住所をちゃんと調べて行かなくては分からないくらい、見かけはフツーの家だった。
でもきっと扉を開けたらビックリ箱が出てくるような勢いで、
魅力がドドドーンと出てくるんじゃないかしら。
何せ期待が大きい。

本当は写真撮影禁止なのだけどスタッフが1枚だけは撮ってもいいと許可してくれて撮った写真
先日のサテリテタワーの興奮は冷めやらないし、バラガン邸は世界遺産になっている「家」だし、「家」を見るのに150ペソ(約1000円)も払っているしで期待が異常に膨らんだ。

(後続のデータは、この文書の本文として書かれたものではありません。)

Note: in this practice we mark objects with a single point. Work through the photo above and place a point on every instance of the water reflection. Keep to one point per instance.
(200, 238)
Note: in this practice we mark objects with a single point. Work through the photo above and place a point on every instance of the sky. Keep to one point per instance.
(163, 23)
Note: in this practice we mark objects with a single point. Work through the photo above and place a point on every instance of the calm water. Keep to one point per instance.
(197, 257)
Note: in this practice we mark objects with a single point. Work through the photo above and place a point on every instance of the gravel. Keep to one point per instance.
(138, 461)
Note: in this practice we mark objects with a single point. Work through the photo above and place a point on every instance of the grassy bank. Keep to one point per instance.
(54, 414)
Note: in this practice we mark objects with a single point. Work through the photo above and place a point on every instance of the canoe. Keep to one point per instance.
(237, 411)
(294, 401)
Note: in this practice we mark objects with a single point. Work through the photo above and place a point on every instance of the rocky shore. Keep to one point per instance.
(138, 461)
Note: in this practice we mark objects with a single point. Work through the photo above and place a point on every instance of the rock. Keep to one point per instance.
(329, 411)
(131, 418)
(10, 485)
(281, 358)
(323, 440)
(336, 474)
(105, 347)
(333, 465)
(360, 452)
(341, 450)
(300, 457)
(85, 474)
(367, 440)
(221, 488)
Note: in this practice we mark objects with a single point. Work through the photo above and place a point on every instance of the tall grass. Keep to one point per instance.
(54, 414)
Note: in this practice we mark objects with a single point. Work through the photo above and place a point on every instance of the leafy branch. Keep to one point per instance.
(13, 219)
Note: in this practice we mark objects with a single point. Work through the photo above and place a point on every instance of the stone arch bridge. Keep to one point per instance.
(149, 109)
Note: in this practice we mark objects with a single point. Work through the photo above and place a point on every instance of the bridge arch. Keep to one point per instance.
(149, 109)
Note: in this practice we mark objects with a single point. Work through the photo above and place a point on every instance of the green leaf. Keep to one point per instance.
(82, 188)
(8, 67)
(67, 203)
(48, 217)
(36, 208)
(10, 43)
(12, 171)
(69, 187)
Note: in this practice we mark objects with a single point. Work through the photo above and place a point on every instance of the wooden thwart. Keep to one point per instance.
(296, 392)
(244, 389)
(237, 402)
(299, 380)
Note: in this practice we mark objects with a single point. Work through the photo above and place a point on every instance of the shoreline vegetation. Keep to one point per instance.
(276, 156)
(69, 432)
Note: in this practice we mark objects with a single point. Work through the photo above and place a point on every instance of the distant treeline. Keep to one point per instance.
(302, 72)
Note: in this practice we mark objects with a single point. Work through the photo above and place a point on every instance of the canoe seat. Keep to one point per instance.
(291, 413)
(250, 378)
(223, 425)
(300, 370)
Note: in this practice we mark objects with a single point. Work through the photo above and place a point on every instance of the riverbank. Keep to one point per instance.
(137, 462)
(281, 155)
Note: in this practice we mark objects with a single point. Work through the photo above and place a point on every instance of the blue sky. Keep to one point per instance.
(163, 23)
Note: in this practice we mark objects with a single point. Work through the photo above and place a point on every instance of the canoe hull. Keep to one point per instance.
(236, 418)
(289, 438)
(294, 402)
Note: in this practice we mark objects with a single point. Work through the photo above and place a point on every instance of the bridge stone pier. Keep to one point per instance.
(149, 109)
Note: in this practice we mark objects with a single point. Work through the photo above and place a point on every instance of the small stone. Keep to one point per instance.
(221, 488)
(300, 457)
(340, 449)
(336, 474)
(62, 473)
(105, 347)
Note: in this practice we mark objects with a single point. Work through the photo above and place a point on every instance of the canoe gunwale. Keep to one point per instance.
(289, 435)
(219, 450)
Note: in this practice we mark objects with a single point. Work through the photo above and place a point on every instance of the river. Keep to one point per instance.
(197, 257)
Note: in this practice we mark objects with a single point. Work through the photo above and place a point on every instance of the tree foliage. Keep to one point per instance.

だから玄関入ってのまず初めの感想は喜びでも失望でもなく、「わっ、家だ。」だった。
もちろん「家」に来たことは分かっているのだけど、バラガン邸は「家」であって「家」であってはならないような気がしていたのだ、勝手に。
びっくり箱のような勢いや、サテリテタワーのような迫力はなかったけど、
この「家」はじっくりと、じわじわとバラガンワールドの深さを披露してくれた。
目にした瞬間から虜になってしまうような空間というよりは、後からじわじわと「あの部屋良かったよね、もう一回見たい!」という気持ちにさせられ、また見に行くと「うわー、やっぱり素敵だ。」と体に沁み込むようにその空間が脳裏に刻み込まれていく。
光が優しく部屋を包み込む。
センスがよくてスタイリッシュな家なのだけど、よくあるデザイナーズ物件のような(そんなものと比べるの自体が間違っているのだと思うけど)尖った感じはこの建物にはない。
鮮鋭なのに柔らかい。

外観はあっけないほどにシンプル。
他にももっとバラガンの作品を見なくてはならない気がして、ヒラルディ邸とトラルパンの礼拝堂にも足を運んだ。私がうんちくを語ったって仕方がない。ヒラルディ邸もトラルパンの礼拝堂も、とにかく見に行ったほうがいい。
ヒラルディ邸の廊下に取り込まれた光の美しさ、長い廊下の先のドアが開いた時の感動と衝撃。そして光と水とバラガンカラ―の見事な調和。鳥肌が立つ美しさだった。
トラルパンの礼拝堂では涙が出た。
絵画を見て涙が出たことはあったけど、建築物で涙が出たのは初めてだった。
美しくて、優しくて、情緒豊かで、神聖で。
著作権の問題で、バラガン邸もヒラルディ邸もトラルパンの礼拝堂も写真を撮らせてもらえなかった。
写真に撮れなかったからか、それとも凄い衝撃だったからか、どの空間も驚くほど鮮明に脳裏に焼きついている。バラガン氏の作品を見れただけでもメキシコシティーに来てよかった、とすら思えるほどどれもこれも最高に素晴らしかった。建築はアートだ。